Week #5

Week #5 #

Weekly Tasks #

Feedback Collection #

To enhance our game, we focused on gathering comprehensive feedback through the following activities:

  • Schedule Meetings or Interviews: We scheduled a meeting with a colleague of our game developer to collect feedback on the current version of our game. This feedback was crucial for refining our product.

  • Prepare a Feedback Collection Plan: We prepared a plan that included specific open-ended questions to gather detailed feedback. This approach allowed us to capture in-depth insights without restricting respondents to predefined options.

  • Conduct User Surveys and Feedback Sessions: We conducted open-ended feedback sessions to gather input on usability, functionality, and overall satisfaction. This helped us identify areas for improvement.

  • Document Feedback: We meticulously documented feedback to identify specific areas for enhancement. This documentation was essential for analyzing common themes and patterns.

  • Analyze Feedback: We analyzed the collected feedback to identify recurring issues and prioritize improvements based on their impact and feasibility.

Weekly Progress Report #

This week, we made significant strides in our project:

  • Completed Multiplayer Mode: We successfully implemented multiplayer mode, enabling players to compete against each other in real-time.

  • Completed Data Collection: We finished collecting data for training our machine learning model.

  • Trained Base Model: We trained our initial machine learning model using the collected data.
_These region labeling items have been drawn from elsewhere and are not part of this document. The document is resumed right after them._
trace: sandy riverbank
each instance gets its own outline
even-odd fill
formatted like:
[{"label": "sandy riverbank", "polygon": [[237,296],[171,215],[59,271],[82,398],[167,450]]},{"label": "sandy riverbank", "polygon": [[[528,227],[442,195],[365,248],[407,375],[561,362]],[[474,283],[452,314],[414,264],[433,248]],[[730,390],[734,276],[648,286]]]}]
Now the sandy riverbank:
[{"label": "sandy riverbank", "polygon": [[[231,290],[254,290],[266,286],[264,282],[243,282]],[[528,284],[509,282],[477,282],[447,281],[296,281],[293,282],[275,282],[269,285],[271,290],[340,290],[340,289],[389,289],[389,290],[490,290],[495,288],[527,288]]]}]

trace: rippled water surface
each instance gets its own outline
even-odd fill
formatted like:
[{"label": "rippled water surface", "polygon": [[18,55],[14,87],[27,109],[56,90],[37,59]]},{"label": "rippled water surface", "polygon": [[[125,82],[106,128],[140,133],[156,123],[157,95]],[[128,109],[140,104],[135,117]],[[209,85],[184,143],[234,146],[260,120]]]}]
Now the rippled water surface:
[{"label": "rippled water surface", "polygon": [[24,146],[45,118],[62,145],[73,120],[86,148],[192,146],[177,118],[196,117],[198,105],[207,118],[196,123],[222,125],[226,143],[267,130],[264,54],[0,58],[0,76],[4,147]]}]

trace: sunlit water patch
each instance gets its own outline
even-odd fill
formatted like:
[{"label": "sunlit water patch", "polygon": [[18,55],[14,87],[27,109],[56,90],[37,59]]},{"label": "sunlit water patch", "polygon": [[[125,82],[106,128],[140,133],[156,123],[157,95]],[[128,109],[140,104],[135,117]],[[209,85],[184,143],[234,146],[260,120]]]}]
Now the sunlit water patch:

  • Integrated ML Model into Unity: We integrated the trained model into Unity for a separate live demo

  • Built Base UI: We developed the base user interface, focusing on ease of use and intuitive design. main ui gameplay

  • Collected Feedback: We sent our MVP game to a specialized game development chat with qualified specialists and gathered valuable feedback.

Feedback Highlights #

  1. Feedback on Hand Activity:

    • “The game looks promising, but I think the hand gestures might be tiring for long play sessions. Consider adding breaks or alternative controls.”
  2. Positive Feedback on New User Experience:

    • “I loved the innovative use of hand gestures for spellcasting. It’s a fresh and engaging experience that stands out from traditional games.”
    • “The integration of machine learning for gesture recognition is fascinating. It adds a unique layer of interaction and fun to the gameplay.”

Challenges & Solutions #

  • Challenge: Ensuring the accuracy and reliability of gesture recognition.
    • Solution: Conducted thorough research to find best practices for training and optimizing our model, ensuring high accuracy and reliability.

Conclusions & Next Steps #

This week, we successfully built the base game mechanics and multiplayer mode, completed data collection, trained our initial model, integrated it into Unity, and developed the base UI. We received valuable feedback highlighting both areas for improvement and positive aspects of our game.

Next Steps:

  • Finish the graphic elements for all game features.
  • Collect more diverse data to enhance the robustness of our machine learning model.
  • Improve model performance by refining its accuracy and efficiency.
  • Fully integrate the enhanced model into the game for a seamless experience.

By staying motivated, communicating effectively, and embracing feedback, we aim to deliver a polished and engaging game that meets our original vision.